New primitive armadillo
Besides Guabirotuba, there are only four other geological formations in Brazil known to have vertebrate Paleogene fossils, from the geological period between 66 and 23 million years ago: Maria Farinha, in Pernambuco, with materials from between 66 and 56 million years ago; Itaboraí, in Rio de Janeiro (56 to 48 million years); Entre-Córregos, in Minas Gerais (35 to 30 million years); and Tremembé, in the Taubaté basin in São Paulo (28 to 16 million years). But only remains of mammals from the Paleogene period were found in Itaboraí and Tremembé. Consequently, in chronological terms, the Curitiba fossils represent an intermediate age with regard to the extinct fauna found in these two formations. “The mammals at Guabirotuba are slightly younger than those at Itaboraí and a bit older than those from Tremembé,” states Sedor. “They are extremely important for understanding the evolution of some mammal lineages in South America.”

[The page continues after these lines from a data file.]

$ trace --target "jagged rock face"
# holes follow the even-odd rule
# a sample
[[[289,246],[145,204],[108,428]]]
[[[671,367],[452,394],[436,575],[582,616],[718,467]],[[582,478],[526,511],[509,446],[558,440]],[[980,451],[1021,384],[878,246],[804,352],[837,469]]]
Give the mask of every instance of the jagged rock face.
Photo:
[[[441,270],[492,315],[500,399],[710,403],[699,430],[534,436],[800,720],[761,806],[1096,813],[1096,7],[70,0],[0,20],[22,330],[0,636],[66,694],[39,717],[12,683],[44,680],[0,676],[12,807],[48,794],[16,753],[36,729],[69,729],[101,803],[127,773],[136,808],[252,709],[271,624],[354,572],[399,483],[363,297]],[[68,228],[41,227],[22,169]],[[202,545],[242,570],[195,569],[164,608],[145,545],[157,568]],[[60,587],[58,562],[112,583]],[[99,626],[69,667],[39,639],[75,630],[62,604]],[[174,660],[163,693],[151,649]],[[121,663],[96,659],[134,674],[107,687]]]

The new species of mammal in the Xenarthra superorder discovered in Paraná was named Proeocoleophorus carlinii because it appears to be an older, earlier form of Eocoleophorus, an extinct genus of primitive armadillo originally found in the Taubaté region. Sedor and Dias hope to identify other similar cases when they compare fossils from the Itaboraí, Tremembé, and Guabirotuba formations, which are located in basins in the southeast of the country that resulted from the so-called southeastern Brazil continental rift. This rupture generated a number of faults that produced a set of valleys approximately 100 kilometers (km) wide that stretch for nearly 1000 km from the coast of Paraná to Rio de Janeiro, passing through Curitiba and São Paulo.
The comparative studies of the vertebrates will not be limited to mammals. In partnership with colleagues from Paraná, the paleontologist Herculano Alvarenga, founder and director of the Natural History Museum of Taubaté, will examine the fossils of the “terror bird” found in Curitiba. “They really found a Phorusrhacidae,” explains Alvarenga, a specialist in bird fossils. “It is smaller than our Paraphysornis, but it might be the first specimen of a ‘terror bird’ that lived during the Eocene [an epoch between 55 and 36 million years ago].” The paleontologist discovered a nearly complete skeleton of Paraphysornis and described the species, a 2-meter-tall predator that terrorized the Paraíba valley with its hook-shaped beak 23 million years ago.
Scientific article
SEDOR. F. A. et al. A new South American paleogene land mammal fauna, Guabirotuba formation (Southern Brazil). Journal of Mammalian Evolution. V. 24, No. 1, p. 39-55. Mar. 2017.